Orisanmi Burton, an assistant professor at American University and a social anthropologist working in the United States, examines in his research the imbrication of grassroots resistance and state repression. Within this broad area of inquiry, his present work explores the collision of Black-led movements for social, political, and economic transformation with state infrastructures of militarized policing, surveillance, and imprisonment.

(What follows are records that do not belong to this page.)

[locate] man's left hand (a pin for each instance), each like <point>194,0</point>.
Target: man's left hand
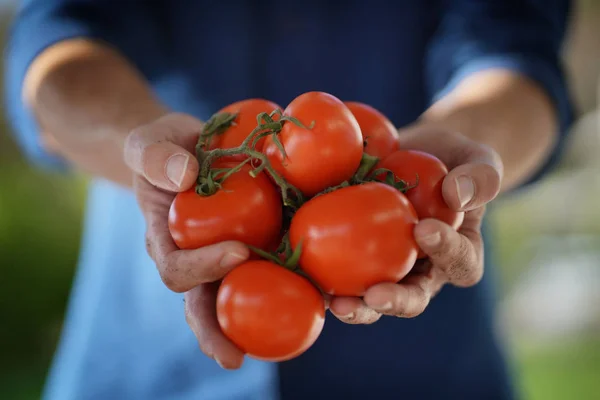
<point>455,257</point>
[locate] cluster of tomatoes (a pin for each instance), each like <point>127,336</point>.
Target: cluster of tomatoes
<point>326,199</point>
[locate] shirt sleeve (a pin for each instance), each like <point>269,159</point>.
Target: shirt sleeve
<point>131,26</point>
<point>520,35</point>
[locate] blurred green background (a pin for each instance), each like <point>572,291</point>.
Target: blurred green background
<point>548,245</point>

During his Radcliffe year, Burton is completing his first book manuscript, “Tip of the Spear: Black Revolutionary Organizing and Prison Pacification in the Empire State,” which traces the historical development of prisons in New York State as a political response to the Black radical social movements of the 1960s and 1970s. Drawing on ethnographic, archival, and epistolary sources, he demonstrates that the US prison is a terrain of strategy, contestation, and undeclared war. Burton will also begin work on a new project, tentatively titled “A Language of Liberation: Prisons, Letter Writing, and the (Un)Making of Carceral Subjects,” a meditation on the ways in which letter-writing across prison walls is an ethnographic and archival practice that generates new configurations of intimacy, knowledge, kinship, gender, race, power, and human being.
Burton earned a bachelor’s degree from Hampshire College, a master’s in library and Information science with a concentration in archival studies from Long Island University, and a PhD from the University of North Carolina at Chapel Hill. His research has received support from the Institute of African American Research at the University of North Carolina and the Wenner-Gren Foundation.